Ezra Butler Eddy was born near Bristol, Vermont on August 22, 1827, the son of Samuel Eddy and Clarissa Eastman. His father was of Scottish ancestry. With respect to his religious connections, he was brought up a Baptist.
He was raised on a farm until he was about ten, and during some of that time he attended the district school. His father then moved from the family farm into the village of Bristol and began hotel-keeping, with young Eddy as his assistant. While here, Ezra again had the privilege of attending school for four winters.

Not caring for this way of life, and having a strong inclination for general business, Ezra left home at the age of fifteen and went to New York City. He procured a situation in a mercantile at three dollars a week, and on that sum had to provide his own room and board. He was, however, promoted within three months, receiving ten dollars per week while also soon being entrusted with the firm's banking business. After a year, not enjoying city life, Eddy returned to Vermont, and went into business for himself, purchasing butter, cheese, and similar products, selling these in the Boston and New York markets.

==Manufacturing==
Eddy first began manufacturing wooden matches by hand in Burlington, Vermont in 1851. In 1854, he brought his business to Hull, Canada East (now Gatineau, Quebec) when he was only twenty-four, and began producing matches using discarded wood from the nearby sawmills. With the help of his first wife, Eddy produced matches by hand at his home in Hull. His business grew rapidly, becoming one of the largest match factories in the world. In 1856, he added the manufacture of wooden ware, such as pails, tubs, washboards, clothes-pins, etc., to his business.
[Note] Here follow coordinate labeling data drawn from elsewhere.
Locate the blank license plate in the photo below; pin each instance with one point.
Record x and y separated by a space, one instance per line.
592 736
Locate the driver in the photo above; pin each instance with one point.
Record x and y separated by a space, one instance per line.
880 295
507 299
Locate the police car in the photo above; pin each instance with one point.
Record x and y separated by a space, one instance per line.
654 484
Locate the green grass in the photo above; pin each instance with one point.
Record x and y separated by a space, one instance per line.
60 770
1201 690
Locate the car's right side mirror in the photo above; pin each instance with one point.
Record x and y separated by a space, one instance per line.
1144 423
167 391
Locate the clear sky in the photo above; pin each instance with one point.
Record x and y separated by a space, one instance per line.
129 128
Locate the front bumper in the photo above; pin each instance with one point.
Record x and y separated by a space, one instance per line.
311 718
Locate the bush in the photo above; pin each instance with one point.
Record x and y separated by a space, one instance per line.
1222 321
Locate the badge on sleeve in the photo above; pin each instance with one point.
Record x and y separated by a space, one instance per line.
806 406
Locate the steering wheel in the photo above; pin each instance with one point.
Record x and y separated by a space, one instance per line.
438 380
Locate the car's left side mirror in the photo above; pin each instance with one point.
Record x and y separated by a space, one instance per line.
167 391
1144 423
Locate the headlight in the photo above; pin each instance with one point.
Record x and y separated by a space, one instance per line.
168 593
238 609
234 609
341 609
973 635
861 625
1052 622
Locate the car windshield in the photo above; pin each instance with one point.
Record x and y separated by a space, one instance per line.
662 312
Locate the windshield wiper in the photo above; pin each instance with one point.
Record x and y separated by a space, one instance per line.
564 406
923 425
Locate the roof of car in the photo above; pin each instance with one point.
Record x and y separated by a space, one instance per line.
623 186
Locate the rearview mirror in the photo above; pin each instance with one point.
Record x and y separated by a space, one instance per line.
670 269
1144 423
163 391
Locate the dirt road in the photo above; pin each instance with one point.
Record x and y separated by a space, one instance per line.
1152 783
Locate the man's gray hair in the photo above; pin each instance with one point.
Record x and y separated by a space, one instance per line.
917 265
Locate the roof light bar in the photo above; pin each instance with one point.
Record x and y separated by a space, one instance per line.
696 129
In 1858, he commenced lumbering in a small way; but all these branches increased in volume from year to year, until 1868, when the business had reached a magnitude of one million dollars per annum. In 1882, his entire premises were consumed by fire, resulting in a loss of $250,000, over and above insurance. With characteristic enterprise and courage, in the space of twelve months new premises were erected, and he was able to turn out nearly the same quantity of goods, as during former years. By 1886, he had reorganized and established the E. B. Eddy Company. He set up a factory, acquired timber rights and built his sawmill. At the same time, he expanded into the pulp and paper business.

==Mayor==
For thirteen years, at different times he occupied the position of Mayor of Hull. He represented Ottawa electoral district in the Legislative Assembly of Quebec from 1871 to 1875. He was a member of the municipal council for Hull from 1878 to 1888 and mayor from 1881 to 1885, from 1887 to 1888 and from 1891 to 1892. He tabled the bill creating the City of Hull in 1875. Besides running his factories, he was an administrator of the Canada Central Railway Company.

==1900 fire==
After the great fire on April 26, 1900, Eddy was able to re-establish operation in less than a year in spite of the fact that he had suffered an estimated loss of 3 million dollars in the fire. Despite the fires that repeatedly ravaged his factories and his house, Eddy persevered. He was an astute and canny industrialist whose success during this era of industrial capitalist expansion was due, in part, to his involvement in politics.

==Personal life==
He was highly esteemed, not only in Hull but throughout Canada. He founded the Eddy Lodge, A. F. & A. M. of the Grand Lodge of Quebec, and was also a Knight Templar. He was married twice, first in Bristol, Vermont, on December 29, 1884, to Zaida Diana Arnold. They had three children, two sons and one daughter. The boys, Rollin and Samuel, died in infancy, but his daughter, Ella Clarissa, survived him. Zaida died in 1893. He wed his second wife, Jennie Grahl Shirreff, in Halifax on June 27, 1894. Upon his death, she became his principal heir.

==Death==
He died at Standish Hall, Hull, Quebec, on February 10, 1906, and his body was taken to Bristol, Vermont where he was buried at the Bristol Board Cemetery. Eddy's company was one of the major employers in the region for over a hundred years. The pulp and paper business is now a division of Domtar and Eddy Match Company is now a brand name of Atlas Matches of Euless, Texas.

In 1976, a plaque was dedicated to Ezra Butler Eddy in Hull, Quebec.